How We Built a Job Data Pipeline on a $30 Database
Most job market data products are wrappers around a single API. Pull from LinkedIn, slap a dashboard on it, charge $500/month. The data is stale, the coverage is narrow, and the moment LinkedIn changes their TOS, the whole thing dies.
We wanted something different. Subspace scores thousands of companies on hiring health through a holistic analysis of public data — no LinkedIn dependency, no single point of failure.
Here's how we built it.
Scraping Job Listings Across Every Major ATS
There is no unified "job listings API." Every company posts jobs through a different Applicant Tracking System, and each ATS has its own page structure, API conventions, and quirks.
We support over a dozen ATS providers through a fleet of dedicated scrapers. Greenhouse and Lever are the easy ones — clean JSON APIs, predictable pagination. Workday is the other end of the spectrum — multiple shard domains, JavaScript-heavy pages, and descriptions that require separate fetches per listing. Some providers omit job descriptions from their bulk endpoints entirely, so we run separate backfill jobs for those.
The harder problem is ATS discovery. When a new company enters our pipeline, we usually don't know which ATS they use. So we built a brute-force waterfall:
- Check if we already have the ATS on file
- Try every known provider with common slug variations of the company name
- Fall back to the company's root domain and look for career page patterns
- If all else fails, use an LLM to infer the ATS from page structure
Most companies resolve in step 2. The waterfall catches the long tail — companies using obscure configurations or self-hosted career pages that don't follow any standard pattern.
Domain Validation: How We Nuked 6,500 Fake Companies
The pipeline needs companies to score. We source them through a mix of manual curation, public directories, industry lists, and press coverage — building a curated list of real companies with real career pages.
Early on, we tried to shortcut this by using LLMs to generate company lists at scale. Bad idea.
LLMs hallucinate company names. They'll confidently tell you "NovaTech Solutions" is a real Series B startup in Austin. It isn't. We ingested a few thousand LLM-generated companies before we realized roughly a third of them pointed to parked domains, redirect farms, or simply didn't exist.
So we built a three-stage domain validation gate that every company must pass before entering the pipeline:
Stage 1 — Static checks. Is the domain a known ATS infrastructure domain? Is it on our blocklist? Does the company name bear any resemblance to the domain? ("Ballet Bookstore" mapping to amazon.com is a real example of what LLM domain resolution produces.)
Stage 2 — HTTP reachability. Does the domain resolve? Is the SSL cert valid? Does it redirect to a parked page or domain registrar?
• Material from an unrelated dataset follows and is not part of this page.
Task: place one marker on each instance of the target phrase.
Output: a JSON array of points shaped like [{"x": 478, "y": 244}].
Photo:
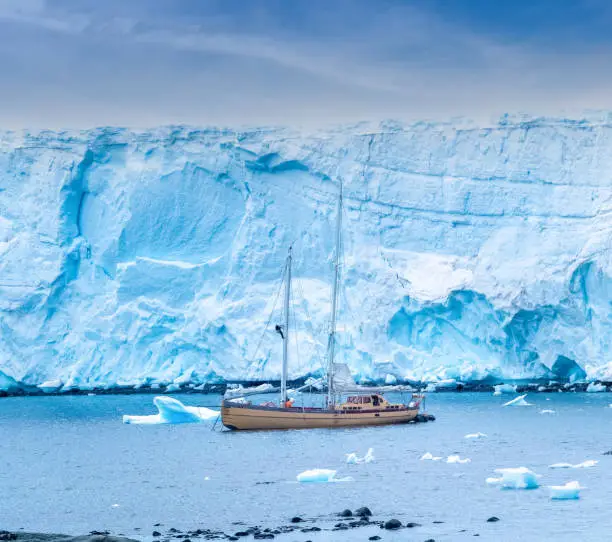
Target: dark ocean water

Stage 3 — LLM plausibility. For borderline cases, we ask a small model whether the company name and domain plausibly belong together. This catches the subtle cases — domains that resolve but host a personal blog, or companies that were acquired and the domain now redirects.
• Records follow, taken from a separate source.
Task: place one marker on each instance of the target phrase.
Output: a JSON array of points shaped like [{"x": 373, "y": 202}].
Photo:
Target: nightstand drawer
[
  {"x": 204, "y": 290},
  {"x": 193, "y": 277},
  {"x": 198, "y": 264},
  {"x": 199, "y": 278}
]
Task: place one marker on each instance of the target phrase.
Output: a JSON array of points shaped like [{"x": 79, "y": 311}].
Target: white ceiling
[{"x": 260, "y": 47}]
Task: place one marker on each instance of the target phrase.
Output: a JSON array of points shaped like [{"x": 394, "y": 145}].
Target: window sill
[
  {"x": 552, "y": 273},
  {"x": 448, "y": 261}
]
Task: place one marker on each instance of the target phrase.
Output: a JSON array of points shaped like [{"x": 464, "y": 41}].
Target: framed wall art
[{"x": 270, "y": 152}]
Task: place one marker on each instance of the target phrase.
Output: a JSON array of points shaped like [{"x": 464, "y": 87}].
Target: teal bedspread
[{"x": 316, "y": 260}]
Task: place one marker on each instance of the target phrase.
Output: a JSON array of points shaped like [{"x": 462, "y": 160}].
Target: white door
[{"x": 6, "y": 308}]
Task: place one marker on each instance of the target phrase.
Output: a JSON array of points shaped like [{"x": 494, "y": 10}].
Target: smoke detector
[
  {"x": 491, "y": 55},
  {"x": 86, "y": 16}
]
After deploying these gates, we ran a cleanup pass across the entire database. Over 6,500 companies got nuked. The pipeline went from noisy to clean overnight.
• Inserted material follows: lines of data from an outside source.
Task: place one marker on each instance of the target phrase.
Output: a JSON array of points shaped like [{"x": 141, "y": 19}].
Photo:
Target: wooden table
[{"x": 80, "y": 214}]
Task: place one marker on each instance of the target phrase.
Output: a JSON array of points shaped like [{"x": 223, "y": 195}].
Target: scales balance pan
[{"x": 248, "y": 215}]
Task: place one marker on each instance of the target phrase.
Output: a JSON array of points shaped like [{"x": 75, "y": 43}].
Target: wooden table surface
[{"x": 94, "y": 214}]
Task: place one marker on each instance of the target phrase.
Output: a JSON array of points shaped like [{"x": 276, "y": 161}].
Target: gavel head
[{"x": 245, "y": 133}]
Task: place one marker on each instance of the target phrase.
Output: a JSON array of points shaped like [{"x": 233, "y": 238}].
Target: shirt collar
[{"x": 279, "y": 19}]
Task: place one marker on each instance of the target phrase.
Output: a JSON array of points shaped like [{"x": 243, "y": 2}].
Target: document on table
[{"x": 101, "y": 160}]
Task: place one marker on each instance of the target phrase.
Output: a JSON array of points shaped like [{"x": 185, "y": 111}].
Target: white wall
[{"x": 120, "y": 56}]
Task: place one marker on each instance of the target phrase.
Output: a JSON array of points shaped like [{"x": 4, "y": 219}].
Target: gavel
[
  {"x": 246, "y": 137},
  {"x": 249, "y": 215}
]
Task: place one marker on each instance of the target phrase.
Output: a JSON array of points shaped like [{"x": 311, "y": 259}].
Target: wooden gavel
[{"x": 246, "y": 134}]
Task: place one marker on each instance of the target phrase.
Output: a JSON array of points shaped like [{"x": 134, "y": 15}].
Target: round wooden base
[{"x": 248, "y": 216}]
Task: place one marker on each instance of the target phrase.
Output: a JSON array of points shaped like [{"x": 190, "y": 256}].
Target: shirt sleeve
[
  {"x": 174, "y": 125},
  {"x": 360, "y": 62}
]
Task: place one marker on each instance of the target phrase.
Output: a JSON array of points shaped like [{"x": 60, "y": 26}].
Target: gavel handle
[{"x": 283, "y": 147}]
We also enforce a board-to-company ratio. If one domain has multiple company names pointing to it, something went wrong in resolution. One company, one domain, no exceptions.
Data Enrichment: Going Beyond Job Listings
Job listings alone only tell you part of the story. A company could have great-looking job posts but be three months from layoffs. To catch that, we pull from dozens of enrichment sources — government filings, financial data, corporate registries across multiple countries, press and news feeds, and more.
Some sources are "broadcast" — they produce a continuous firehose of data that we match against our company list. Others are "domain-targeted" — we query them for each company individually. Each source implements a common interface, so adding a new data feed is a single file.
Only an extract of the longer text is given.